For months, Trump and his minions have hyped allegations of financial corruption against Biden and his son, Hunter Biden. Trump got himself impeached, with the help of legal genius Rudy Giuliani, over his attempt to force Ukraine's president to open a fake corruption probe of the former vice president and Burisma, the energy firm that once employed Biden's son Hunter. Their deception collapsed when Trump and Obama administration officials testified – with ample documentary evidence – that Biden had done nothing to protect Burisma and only carried out United States and European initiatives against corruption in Ukraine.

But that failure didn't discourage Giuliani, former Trump campaign chief Steve Bannon, or the other fabricators in the Trump entourage. In recent days, they have unveiled a mysterious laptop computer that purportedly belonged to Hunter Biden and reached Giuliani and then the New York Post through a series of implausible events. There are clues that the electronic data on the laptop was invented or altered. Who might do that? Let's see: The Kremlin is seeking to harm Biden politically, and Giuliani has openly welcomed the assistance of Russian intelligence assets, so the answer is fairly obvious. Especially because Russian agents provided similar services for the Republican candidate four years ago.

When the laptop gambit flopped, the Trumpsters still didn't give up.

On the eve of the debate, a Wall Street Journal columnist published a claim that Joe Biden personally profited from investments in China fronted by Hunter. Her column was based on assertions by a shadowy but euphoniously named businessman, a certain Tony Bobulinski. In a move worthy of that old pardoned felon Roger Stone, Bobulinski actually attended the Nashville debate (after staging a "press availability" where he refused to answer any questions.)

Unfortunately for both Bobulinski and that eager Journal columnist, her newspaper on Friday published the investigation that cratered their nefarious tale. After months of actual reporting, the Journal's real journalists found that the venture cited by Bobulinski "never received proposed funds from the Chinese company or completed any deals." Moreover, corporate records reviewed by the Journal's reporters "show no role for Joe Biden."

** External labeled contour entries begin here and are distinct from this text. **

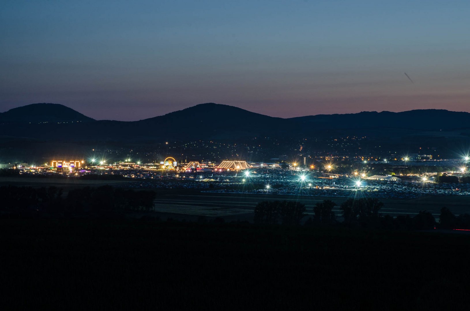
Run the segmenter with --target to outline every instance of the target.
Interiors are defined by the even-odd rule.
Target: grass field
[[[429,311],[470,303],[466,235],[1,220],[0,242],[8,309]]]

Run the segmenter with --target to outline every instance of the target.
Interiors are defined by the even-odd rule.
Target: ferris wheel
[[[163,165],[166,169],[174,169],[178,163],[174,158],[168,157],[163,161]]]

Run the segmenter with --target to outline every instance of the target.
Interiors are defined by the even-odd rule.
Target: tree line
[[[317,203],[312,210],[313,216],[306,220],[306,226],[344,226],[387,229],[427,229],[470,228],[470,214],[454,215],[446,207],[441,209],[440,219],[427,211],[420,211],[413,217],[399,215],[394,218],[380,213],[384,203],[377,198],[348,199],[339,206],[342,222],[337,219],[333,208],[337,206],[331,200]],[[254,209],[254,221],[260,225],[281,224],[300,225],[307,214],[305,205],[286,201],[265,201]]]

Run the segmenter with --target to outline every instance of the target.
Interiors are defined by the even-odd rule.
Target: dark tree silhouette
[[[415,229],[433,229],[436,226],[436,219],[431,212],[420,211],[418,214],[413,217],[413,223]]]
[[[456,218],[448,208],[444,206],[441,209],[439,223],[443,229],[452,229],[455,225]]]
[[[333,211],[333,208],[336,203],[331,200],[324,200],[321,203],[317,203],[313,206],[314,219],[323,223],[329,223],[335,220],[336,214]]]

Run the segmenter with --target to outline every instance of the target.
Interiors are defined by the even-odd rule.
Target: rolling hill
[[[31,104],[0,113],[0,124],[90,121],[94,120],[58,104]]]

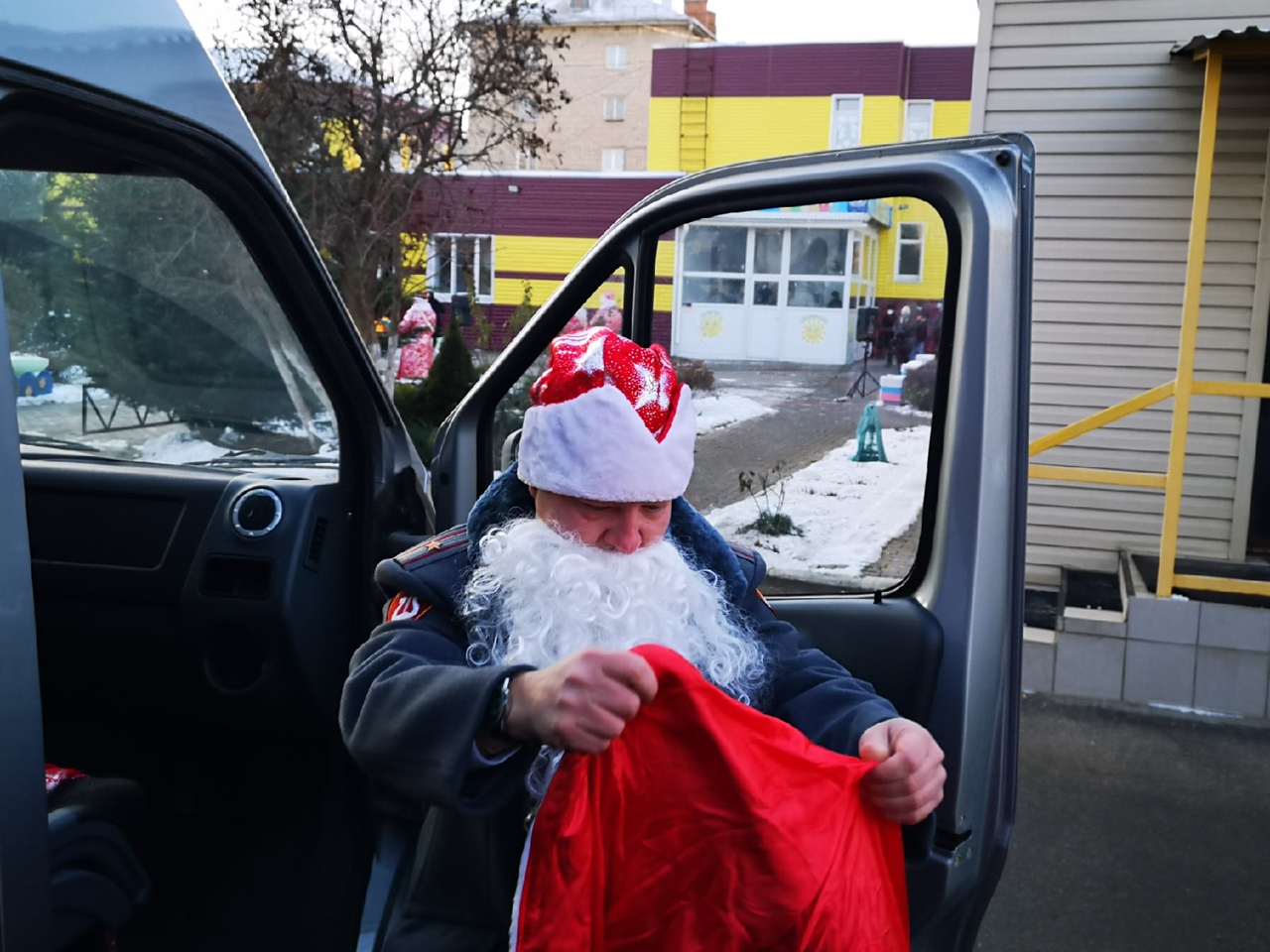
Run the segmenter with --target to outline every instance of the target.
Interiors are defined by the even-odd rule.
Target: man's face
[[[671,524],[671,504],[597,503],[530,486],[537,515],[585,546],[630,555],[659,542]]]

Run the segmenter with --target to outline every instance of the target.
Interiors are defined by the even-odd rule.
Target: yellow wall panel
[[[711,99],[706,165],[828,149],[829,102],[827,96]]]
[[[970,103],[964,100],[936,100],[931,135],[935,138],[955,138],[956,136],[970,135]]]
[[[944,297],[949,264],[949,241],[944,220],[926,202],[916,198],[897,199],[892,227],[883,230],[878,242],[878,297]],[[899,208],[907,204],[908,208]],[[900,222],[926,222],[926,245],[922,249],[922,279],[895,281],[895,255]]]
[[[657,242],[657,260],[653,265],[653,273],[663,278],[674,277],[674,242],[673,241],[658,241]]]
[[[653,310],[669,311],[674,306],[674,286],[658,284],[653,288]]]
[[[648,170],[679,171],[679,100],[658,96],[648,109]]]
[[[596,239],[498,235],[494,239],[494,274],[499,272],[568,274],[594,244]]]

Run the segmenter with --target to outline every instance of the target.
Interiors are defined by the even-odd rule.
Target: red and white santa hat
[[[518,473],[537,489],[605,503],[682,496],[692,476],[692,391],[665,349],[607,327],[551,341],[530,390]]]

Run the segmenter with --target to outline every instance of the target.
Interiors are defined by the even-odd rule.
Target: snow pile
[[[801,536],[743,531],[758,517],[752,499],[712,509],[706,518],[729,539],[761,550],[772,575],[850,583],[921,514],[930,433],[928,426],[883,430],[889,463],[852,462],[852,439],[786,477],[781,512],[803,531]],[[773,505],[779,487],[768,490]]]

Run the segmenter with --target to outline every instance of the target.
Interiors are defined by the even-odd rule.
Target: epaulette
[[[438,559],[467,545],[467,527],[456,526],[439,536],[433,536],[418,546],[411,546],[405,552],[395,557],[403,569],[415,569],[423,562]]]

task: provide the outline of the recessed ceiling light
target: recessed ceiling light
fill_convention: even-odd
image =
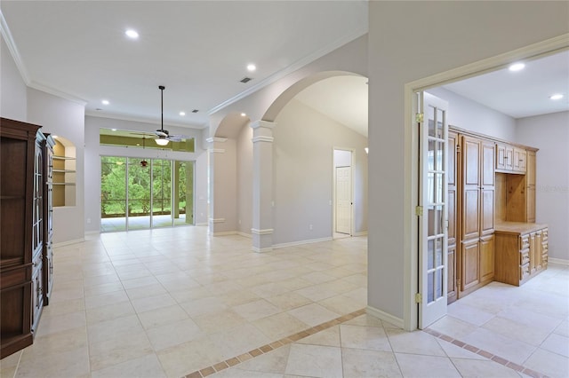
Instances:
[[[514,64],[511,64],[508,68],[510,71],[520,71],[524,69],[525,67],[525,65],[524,63],[514,63]]]
[[[129,38],[132,39],[136,39],[139,37],[139,33],[136,30],[133,29],[127,29],[124,34],[126,35],[126,36],[128,36]]]

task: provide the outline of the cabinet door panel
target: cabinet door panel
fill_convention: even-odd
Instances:
[[[480,282],[479,262],[480,243],[478,240],[468,241],[461,248],[461,291],[467,290]]]
[[[480,281],[487,282],[494,278],[494,236],[480,239]]]
[[[482,235],[487,235],[494,231],[494,188],[483,189],[480,201],[480,231]]]
[[[477,238],[480,233],[480,190],[465,189],[462,211],[462,239]]]
[[[463,138],[464,185],[480,186],[480,142],[472,138]]]
[[[449,246],[446,256],[448,257],[448,278],[446,282],[447,293],[446,301],[447,303],[452,303],[456,301],[456,245]]]
[[[482,143],[482,186],[494,185],[494,144]]]

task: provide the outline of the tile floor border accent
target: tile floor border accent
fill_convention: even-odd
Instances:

So far the Biden "scandal" most closely resembles Whitewater and the entire panoply of Clinton finance scandals that never revealed any wrongdoing whatsoever. Whatever Trump may spew and sputter, there is no plausible evidence that has been subjected to examination by journalists of integrity.

And fortunately for Biden, the nation's traditional news outlets are approaching the allegations against him with a cool and appropriate skepticism. That wasn't the case in 2016, the last time Steve Bannon played the same games. For Bannon and Giuliani, as well as their echoes across right-wing media, the objective was always to launch their false narratives into the mainstream. They succeeded brilliantly in 2016, with the assistance of the New York Times and other news organizations that should have known better and done better. This time they are failing.

In promoting these serial smears, the risk for Donald Trump is always that someone competent will inspect his record. That's what should have happened four years ago, when he and Bannon falsely attacked the Clinton Foundation while concealing the sordid truth about the Trump Foundation, a brazen criminal enterprise.

That 2016 frameup was a classic instance of projection – and we can assume the same dynamic is at work today. So now is the time to scrutinize all of the Trump Organization's crooked, conflicted deals overseas – and how he and his family have profited from his presidency.